Jangka pendeknya adalah penutupan tanggul jebol yang akan dilakukan oleh Dinas PUPR Provinsi berkoordinasi dengan Balai Besar Wilayah Sungai (BBWS). Selain itu pembangunan jembatan untuk menghubungkan jalur utama.
Penutupan sementara tanggul sungai tersebut dilakukan selama tiga hari ke depan. Sementara penguatan tanggul dilakukan hingga satu pekan berikutnya.
Luthfi juga akan meminta kepada Kementerian PUPR untuk melakukan normalisasi sungai Tuntang sebagaimana dilakukan terhadap sungai Wulan.

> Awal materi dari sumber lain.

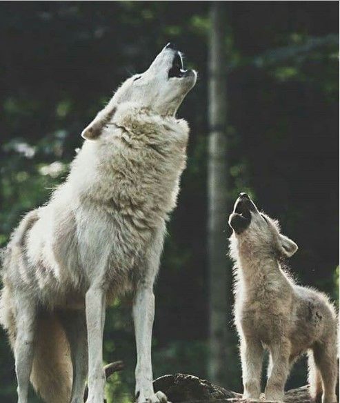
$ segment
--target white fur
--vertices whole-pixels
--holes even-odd
[[[174,115],[196,81],[194,72],[168,77],[174,55],[166,48],[121,86],[83,132],[88,139],[66,182],[13,233],[0,321],[14,351],[19,403],[30,375],[48,403],[83,402],[88,348],[87,402],[103,402],[106,307],[127,291],[135,295],[138,402],[166,401],[152,387],[152,288],[186,161],[189,129]],[[39,333],[43,323],[52,334]]]

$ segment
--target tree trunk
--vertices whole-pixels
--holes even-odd
[[[209,125],[208,164],[208,247],[210,296],[210,355],[208,374],[212,382],[226,385],[228,379],[227,277],[226,224],[228,166],[226,139],[226,63],[223,41],[226,21],[222,1],[210,9],[209,54]]]

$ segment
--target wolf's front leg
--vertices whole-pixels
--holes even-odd
[[[243,398],[259,399],[261,394],[261,374],[263,348],[256,340],[241,340],[241,360],[243,381]]]
[[[103,403],[105,373],[103,368],[103,333],[106,291],[92,286],[86,293],[86,325],[88,344],[88,397],[86,403]]]
[[[290,366],[290,344],[289,342],[275,344],[271,346],[270,350],[272,371],[266,386],[266,400],[283,402]]]
[[[27,403],[34,354],[36,311],[32,301],[21,299],[17,308],[14,344],[15,372],[18,381],[18,403]]]
[[[154,315],[154,295],[151,284],[138,286],[133,305],[133,320],[137,348],[136,397],[138,403],[167,402],[162,392],[154,393],[151,364],[151,340]]]

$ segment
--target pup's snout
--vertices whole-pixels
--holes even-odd
[[[245,199],[250,199],[250,197],[248,195],[248,194],[247,193],[245,193],[244,192],[240,193],[239,194],[239,197],[244,197]]]
[[[178,50],[176,45],[174,45],[174,43],[172,43],[172,42],[169,42],[167,45],[166,45],[165,48],[166,49],[172,49],[172,50]]]

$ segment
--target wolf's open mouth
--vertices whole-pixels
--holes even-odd
[[[188,70],[184,70],[183,66],[183,59],[179,52],[176,52],[174,60],[172,61],[172,66],[169,70],[168,77],[182,77]]]
[[[234,213],[240,215],[243,218],[249,219],[250,217],[250,210],[249,206],[247,206],[247,203],[243,202],[239,202],[235,206]]]

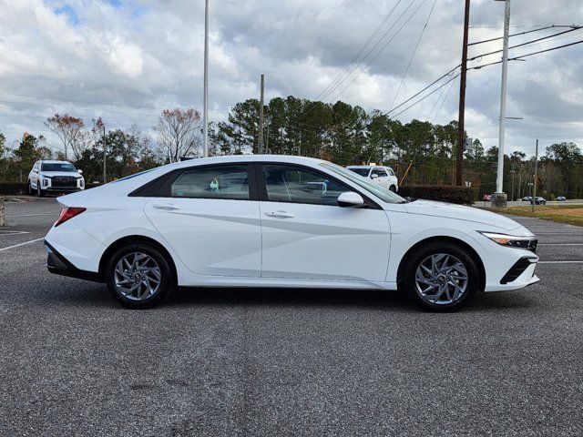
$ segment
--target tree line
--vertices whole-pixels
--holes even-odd
[[[260,153],[259,109],[259,100],[248,99],[232,107],[224,121],[211,123],[209,154]],[[342,101],[328,104],[293,97],[272,98],[264,106],[264,153],[321,158],[343,166],[390,165],[405,185],[453,183],[456,121],[403,123]],[[0,134],[0,180],[19,180],[36,160],[55,158],[83,168],[87,181],[101,181],[104,142],[108,179],[202,155],[200,113],[192,108],[163,110],[151,135],[136,126],[107,130],[101,118],[86,126],[67,114],[47,117],[46,126],[60,140],[56,152],[43,136],[26,134],[8,147]],[[464,155],[464,180],[480,195],[494,192],[497,147],[486,150],[476,138]],[[534,157],[523,152],[505,156],[504,189],[509,198],[530,193],[534,167]],[[583,197],[583,155],[578,145],[565,142],[547,147],[538,162],[537,192],[549,198]]]

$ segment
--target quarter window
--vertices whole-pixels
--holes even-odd
[[[376,175],[379,178],[384,178],[386,175],[386,171],[384,171],[383,168],[373,168],[373,171],[371,172],[371,176],[373,175]]]
[[[248,166],[213,166],[186,170],[172,182],[173,198],[249,199]]]
[[[271,202],[338,205],[338,196],[351,191],[326,175],[293,166],[263,166],[267,198]]]

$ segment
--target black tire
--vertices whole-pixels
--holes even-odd
[[[467,272],[465,290],[455,301],[449,303],[433,303],[421,295],[417,290],[415,281],[417,268],[427,259],[436,254],[446,254],[456,258]],[[462,247],[447,241],[435,241],[421,247],[406,260],[406,267],[402,278],[402,286],[404,291],[414,302],[423,310],[433,312],[454,312],[461,310],[474,298],[479,284],[481,283],[480,269],[468,251]]]
[[[131,253],[144,253],[156,261],[160,272],[160,282],[154,294],[142,300],[124,296],[116,285],[116,267],[119,260]],[[155,246],[148,242],[131,243],[118,249],[106,267],[106,285],[107,290],[124,307],[131,310],[145,310],[159,305],[176,288],[176,273],[172,264]]]

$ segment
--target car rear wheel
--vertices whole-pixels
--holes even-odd
[[[176,283],[166,257],[153,245],[141,242],[116,251],[106,275],[109,292],[123,306],[136,310],[159,304]]]
[[[407,260],[405,291],[424,310],[452,312],[476,295],[480,271],[471,255],[449,242],[430,243]]]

Saat di lokasi, ia bahkan menelepon langsung Menteri PUPR untuk meminta segera ada normalisasi untuk Sungai Tuntang.
“Sedimennya yang sangat tinggi, saya akan mengusulkan ke kementrian, karena itu kewenangan BBWS, minimal dinormalisasi,” tegasnya.
Luthfi menjelaskan, ada dua kabupaten yang terdampak dari jebolnya tanggul sungai Tuntang tersebut, yaitu Kabupaten Demak dan Kabupaten Grobogan.
Sungai Tuntang yang melintas di wilayah tersebut sudah beberapa kali jebol.
Kepala Dinas PUPR Provinsi Jawa Tengah Henggar Budi Anggoro, menyampaikan jembatan armco milik Provinsi Jawa Tengah sudah digeser dari Pati ke Tinanding, Godong. Dijadwalkan akan tiba di lokasi pada Selasa, 17 Februari 2026 malam.
“Targetnya, satu minggu kami yakin bisa menyelesaikan jembatan armco,” terangnya.